On 25 Jul 2022, at 18:20, John Baldwin wrote:
On 7/22/22 4:19 PM, Kristof Provost wrote:
The branch main has been updated by kp:
URL:
https://cgit.FreeBSD.org/src/commit/?id=151abc80cde778bc18b91c334d07fbd52bbb38fb
commit 151abc80cde778bc18b91c334d07fbd52bbb38fb
Author: Kristof Provost <k...@freebsd.org>
AuthorDate: 2022-07-22 17:17:04 +0000
Commit: Kristof Provost <k...@freebsd.org>
CommitDate: 2022-07-22 17:18:41 +0000
if_vlan: avoid hash table thrashing when adding and removing
entries
vlan_remhash() uses incorrect value for b.
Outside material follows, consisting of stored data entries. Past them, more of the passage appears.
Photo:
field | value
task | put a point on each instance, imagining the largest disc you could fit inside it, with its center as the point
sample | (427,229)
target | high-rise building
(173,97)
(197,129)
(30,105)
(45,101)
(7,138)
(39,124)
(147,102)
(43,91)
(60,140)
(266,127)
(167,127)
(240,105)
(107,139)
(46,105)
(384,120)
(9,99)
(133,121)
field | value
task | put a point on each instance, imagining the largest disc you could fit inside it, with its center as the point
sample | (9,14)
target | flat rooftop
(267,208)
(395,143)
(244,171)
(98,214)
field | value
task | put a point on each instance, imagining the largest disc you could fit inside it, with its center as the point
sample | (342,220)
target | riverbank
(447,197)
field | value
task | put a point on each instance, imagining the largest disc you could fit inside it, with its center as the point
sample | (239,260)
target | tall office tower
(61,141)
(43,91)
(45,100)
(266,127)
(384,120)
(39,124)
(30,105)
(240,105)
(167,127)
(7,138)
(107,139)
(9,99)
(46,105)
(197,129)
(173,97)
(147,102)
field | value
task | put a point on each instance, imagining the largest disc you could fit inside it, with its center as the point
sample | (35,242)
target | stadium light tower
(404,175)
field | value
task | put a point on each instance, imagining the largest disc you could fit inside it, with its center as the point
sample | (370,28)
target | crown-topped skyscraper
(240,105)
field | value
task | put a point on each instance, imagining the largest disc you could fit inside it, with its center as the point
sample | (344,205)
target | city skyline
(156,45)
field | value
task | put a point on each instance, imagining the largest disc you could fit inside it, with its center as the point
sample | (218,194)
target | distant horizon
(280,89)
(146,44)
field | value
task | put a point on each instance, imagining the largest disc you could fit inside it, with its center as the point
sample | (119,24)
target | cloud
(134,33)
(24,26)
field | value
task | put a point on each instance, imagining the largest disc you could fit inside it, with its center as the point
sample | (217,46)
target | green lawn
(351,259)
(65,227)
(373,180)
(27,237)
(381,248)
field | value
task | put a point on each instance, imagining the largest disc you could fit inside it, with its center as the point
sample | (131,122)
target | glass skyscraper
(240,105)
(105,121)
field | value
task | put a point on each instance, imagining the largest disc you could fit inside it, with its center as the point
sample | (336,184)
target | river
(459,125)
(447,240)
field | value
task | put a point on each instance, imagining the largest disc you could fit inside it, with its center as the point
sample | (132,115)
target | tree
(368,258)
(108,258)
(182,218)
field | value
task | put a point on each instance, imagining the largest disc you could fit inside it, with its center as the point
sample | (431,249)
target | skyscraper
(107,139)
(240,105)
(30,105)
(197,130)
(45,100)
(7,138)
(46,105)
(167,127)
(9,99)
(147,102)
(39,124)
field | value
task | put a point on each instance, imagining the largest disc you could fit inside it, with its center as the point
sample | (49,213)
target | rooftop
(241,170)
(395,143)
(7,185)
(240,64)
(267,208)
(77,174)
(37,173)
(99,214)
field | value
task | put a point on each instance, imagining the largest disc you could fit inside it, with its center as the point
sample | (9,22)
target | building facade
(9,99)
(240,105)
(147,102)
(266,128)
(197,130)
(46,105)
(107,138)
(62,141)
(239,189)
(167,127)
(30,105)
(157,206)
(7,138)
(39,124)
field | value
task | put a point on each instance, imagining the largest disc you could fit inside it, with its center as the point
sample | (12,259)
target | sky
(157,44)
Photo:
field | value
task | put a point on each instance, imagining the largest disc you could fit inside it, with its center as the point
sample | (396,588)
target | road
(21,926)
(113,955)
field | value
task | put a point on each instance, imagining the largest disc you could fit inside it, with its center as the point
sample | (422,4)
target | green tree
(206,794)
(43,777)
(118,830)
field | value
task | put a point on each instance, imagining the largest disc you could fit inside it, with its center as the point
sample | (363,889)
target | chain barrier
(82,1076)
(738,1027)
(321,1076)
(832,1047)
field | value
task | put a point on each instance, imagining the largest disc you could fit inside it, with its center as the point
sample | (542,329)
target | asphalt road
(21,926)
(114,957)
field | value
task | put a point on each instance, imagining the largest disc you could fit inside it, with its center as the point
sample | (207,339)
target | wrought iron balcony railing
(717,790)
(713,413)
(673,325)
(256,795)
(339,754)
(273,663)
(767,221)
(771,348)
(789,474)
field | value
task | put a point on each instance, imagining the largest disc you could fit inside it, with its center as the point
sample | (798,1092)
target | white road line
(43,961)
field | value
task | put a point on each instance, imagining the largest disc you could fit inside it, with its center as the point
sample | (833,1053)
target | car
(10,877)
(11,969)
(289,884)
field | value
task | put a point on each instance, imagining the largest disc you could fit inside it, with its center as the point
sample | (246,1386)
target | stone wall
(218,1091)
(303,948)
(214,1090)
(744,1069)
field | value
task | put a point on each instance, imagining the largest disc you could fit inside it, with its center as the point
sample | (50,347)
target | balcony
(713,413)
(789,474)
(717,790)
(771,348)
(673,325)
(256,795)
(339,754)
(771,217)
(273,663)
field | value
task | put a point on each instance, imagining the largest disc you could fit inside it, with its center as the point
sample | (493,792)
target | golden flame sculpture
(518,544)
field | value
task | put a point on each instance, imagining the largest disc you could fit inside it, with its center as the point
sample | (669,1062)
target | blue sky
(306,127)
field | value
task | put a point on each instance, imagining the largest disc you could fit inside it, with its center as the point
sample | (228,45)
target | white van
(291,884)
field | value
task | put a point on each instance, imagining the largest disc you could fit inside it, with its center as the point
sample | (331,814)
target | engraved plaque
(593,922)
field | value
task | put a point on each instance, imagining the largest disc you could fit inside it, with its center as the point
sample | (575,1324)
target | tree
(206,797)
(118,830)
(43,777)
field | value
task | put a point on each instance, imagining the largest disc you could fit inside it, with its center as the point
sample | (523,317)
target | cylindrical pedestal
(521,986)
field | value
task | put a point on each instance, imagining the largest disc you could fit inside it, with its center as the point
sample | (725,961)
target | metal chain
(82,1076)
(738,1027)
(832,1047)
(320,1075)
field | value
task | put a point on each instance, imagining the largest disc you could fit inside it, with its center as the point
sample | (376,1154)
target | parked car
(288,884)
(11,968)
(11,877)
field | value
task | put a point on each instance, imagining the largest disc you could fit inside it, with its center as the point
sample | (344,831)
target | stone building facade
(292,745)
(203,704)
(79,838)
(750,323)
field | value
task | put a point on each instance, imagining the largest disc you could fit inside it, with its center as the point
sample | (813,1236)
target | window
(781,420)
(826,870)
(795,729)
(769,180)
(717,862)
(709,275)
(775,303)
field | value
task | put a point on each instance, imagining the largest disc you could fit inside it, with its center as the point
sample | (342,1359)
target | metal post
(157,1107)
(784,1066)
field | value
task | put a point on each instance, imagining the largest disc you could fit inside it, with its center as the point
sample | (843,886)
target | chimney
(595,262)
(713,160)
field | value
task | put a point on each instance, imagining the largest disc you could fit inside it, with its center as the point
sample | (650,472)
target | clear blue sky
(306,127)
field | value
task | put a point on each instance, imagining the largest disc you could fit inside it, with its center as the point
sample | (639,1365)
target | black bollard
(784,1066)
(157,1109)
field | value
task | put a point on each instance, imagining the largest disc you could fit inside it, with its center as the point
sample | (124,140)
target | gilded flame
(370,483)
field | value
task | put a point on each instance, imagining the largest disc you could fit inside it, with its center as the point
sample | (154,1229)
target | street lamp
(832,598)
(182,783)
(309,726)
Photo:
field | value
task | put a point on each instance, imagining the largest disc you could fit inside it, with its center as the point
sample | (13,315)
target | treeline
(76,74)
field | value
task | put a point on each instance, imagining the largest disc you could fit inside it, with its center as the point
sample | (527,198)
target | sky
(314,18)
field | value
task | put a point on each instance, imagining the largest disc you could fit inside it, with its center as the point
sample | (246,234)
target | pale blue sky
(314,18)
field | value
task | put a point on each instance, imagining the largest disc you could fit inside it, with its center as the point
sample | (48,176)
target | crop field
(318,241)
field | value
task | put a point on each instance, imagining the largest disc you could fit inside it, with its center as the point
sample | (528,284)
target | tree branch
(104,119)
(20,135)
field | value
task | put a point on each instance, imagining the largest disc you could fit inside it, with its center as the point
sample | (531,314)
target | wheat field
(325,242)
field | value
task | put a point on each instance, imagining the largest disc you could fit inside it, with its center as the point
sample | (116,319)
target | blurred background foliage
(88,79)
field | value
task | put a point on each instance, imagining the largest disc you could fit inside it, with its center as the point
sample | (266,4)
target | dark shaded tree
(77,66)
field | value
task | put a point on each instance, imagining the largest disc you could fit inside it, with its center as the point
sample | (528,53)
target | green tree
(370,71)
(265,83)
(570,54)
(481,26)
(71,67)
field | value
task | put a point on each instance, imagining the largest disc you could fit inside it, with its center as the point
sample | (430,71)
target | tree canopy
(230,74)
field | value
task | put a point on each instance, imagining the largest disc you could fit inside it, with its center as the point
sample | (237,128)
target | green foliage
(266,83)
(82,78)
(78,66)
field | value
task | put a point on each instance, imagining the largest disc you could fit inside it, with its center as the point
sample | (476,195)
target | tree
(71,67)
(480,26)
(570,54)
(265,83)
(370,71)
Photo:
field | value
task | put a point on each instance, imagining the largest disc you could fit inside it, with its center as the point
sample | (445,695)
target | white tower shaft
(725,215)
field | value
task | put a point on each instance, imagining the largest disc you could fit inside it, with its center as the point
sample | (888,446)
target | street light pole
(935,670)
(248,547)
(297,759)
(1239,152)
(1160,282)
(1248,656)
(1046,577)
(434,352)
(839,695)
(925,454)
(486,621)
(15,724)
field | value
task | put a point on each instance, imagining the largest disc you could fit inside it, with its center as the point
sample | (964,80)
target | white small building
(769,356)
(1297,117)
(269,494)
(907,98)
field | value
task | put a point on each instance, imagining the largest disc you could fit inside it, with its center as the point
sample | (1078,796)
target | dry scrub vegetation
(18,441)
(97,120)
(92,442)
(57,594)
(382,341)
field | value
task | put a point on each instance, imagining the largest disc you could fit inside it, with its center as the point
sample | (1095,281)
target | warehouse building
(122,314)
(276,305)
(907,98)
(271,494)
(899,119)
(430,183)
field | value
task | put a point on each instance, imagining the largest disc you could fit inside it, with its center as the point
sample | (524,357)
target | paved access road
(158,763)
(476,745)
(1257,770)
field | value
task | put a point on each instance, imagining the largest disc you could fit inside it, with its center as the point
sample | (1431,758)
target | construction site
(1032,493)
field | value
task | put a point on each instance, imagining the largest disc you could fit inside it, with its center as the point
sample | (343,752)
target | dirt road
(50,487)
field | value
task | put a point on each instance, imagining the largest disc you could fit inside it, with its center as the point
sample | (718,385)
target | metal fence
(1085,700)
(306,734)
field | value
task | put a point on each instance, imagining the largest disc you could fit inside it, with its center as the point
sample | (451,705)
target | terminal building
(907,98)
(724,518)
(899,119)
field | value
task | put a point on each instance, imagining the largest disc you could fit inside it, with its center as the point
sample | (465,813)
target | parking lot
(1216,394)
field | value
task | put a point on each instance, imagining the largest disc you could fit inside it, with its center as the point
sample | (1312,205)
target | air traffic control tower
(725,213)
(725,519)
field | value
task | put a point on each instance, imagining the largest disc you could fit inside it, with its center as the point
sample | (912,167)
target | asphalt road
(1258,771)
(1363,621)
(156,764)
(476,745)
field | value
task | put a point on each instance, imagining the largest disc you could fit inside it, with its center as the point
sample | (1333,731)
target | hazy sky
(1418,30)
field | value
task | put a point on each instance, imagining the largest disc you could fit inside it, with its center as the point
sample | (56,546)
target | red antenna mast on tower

When using the default value for VLAN_DEF_HWIDTH (4), the
VLAN hash-list table
expands from 16 chains to 32 chains as the 129th entry is added.
trunk->hwidth
becomes 5. Say a few more entries are added and there are now
135 entries.
trunk-hwidth will still be 5. If an entry is removed,
vlan_remhash() will
calculate a value of 32 for b. refcnt will be decremented to
134. The if
comparison at line 473 will return true and vlan_growhash() will
be called. The
VLAN hash-list table will be compressed from 32 chains wide to
16 chains wide.
hwidth will become 4. This is an error, and it can be seen when
a new VLAN is
added. The table will again be expanded. If an entry is then
removed, again
the table is contracted.
If the number of VLANS stays in the range of 128-512, each
time an insert
follows a remove, the table will expand. Each time a remove
follows an
insert, the table will be contracted.
The fix is simple. The line 473 should test that the number
of entries has
decreased such that the table should be contracted using what
would be the new
value of hwidth. line 467 should be:
b = 1 << (trunk->hwidth - 1);
PR: 265382
Reviewed by: kp
MFC after: 2 weeks
Sponsored by: NetApp, Inc.
This does mean that there are some odd edge cases (e.g. if you remove
the 513th entry
only to turn around and re-add it) that can still thrash even with
this fixed. Not
sure if those are worth worrying about though? If they were, perhaps
you could
imagine some sort of "dampener" where you have to remove some number N
of entries
to actually rehash to a smaller table. But that is probably rather
complex to
implement and probably not worth it?
Good point, although I think I agree it’s probably not worth worrying
too much about this.
There’s a tangentially related issue I also want to look at one of
these days, namely that the current `trunk->refcnt > (b * b) / 2` check
results in far too many entries in each hash row. For example, until 128
vlan interfaces we stick with width = 4, so end up with an average of 8
entries in each row.
That means that for every inbound packet we scan through a linked list
of 8 entries to find the correct vlan interface. We should tweak the
check to reduce this, as all it’ll cost is a tiny bit of memory. (Or
we should just default VLAN_ARRAY on, paying a bit more memory for no
linked-list scanning).
Kristof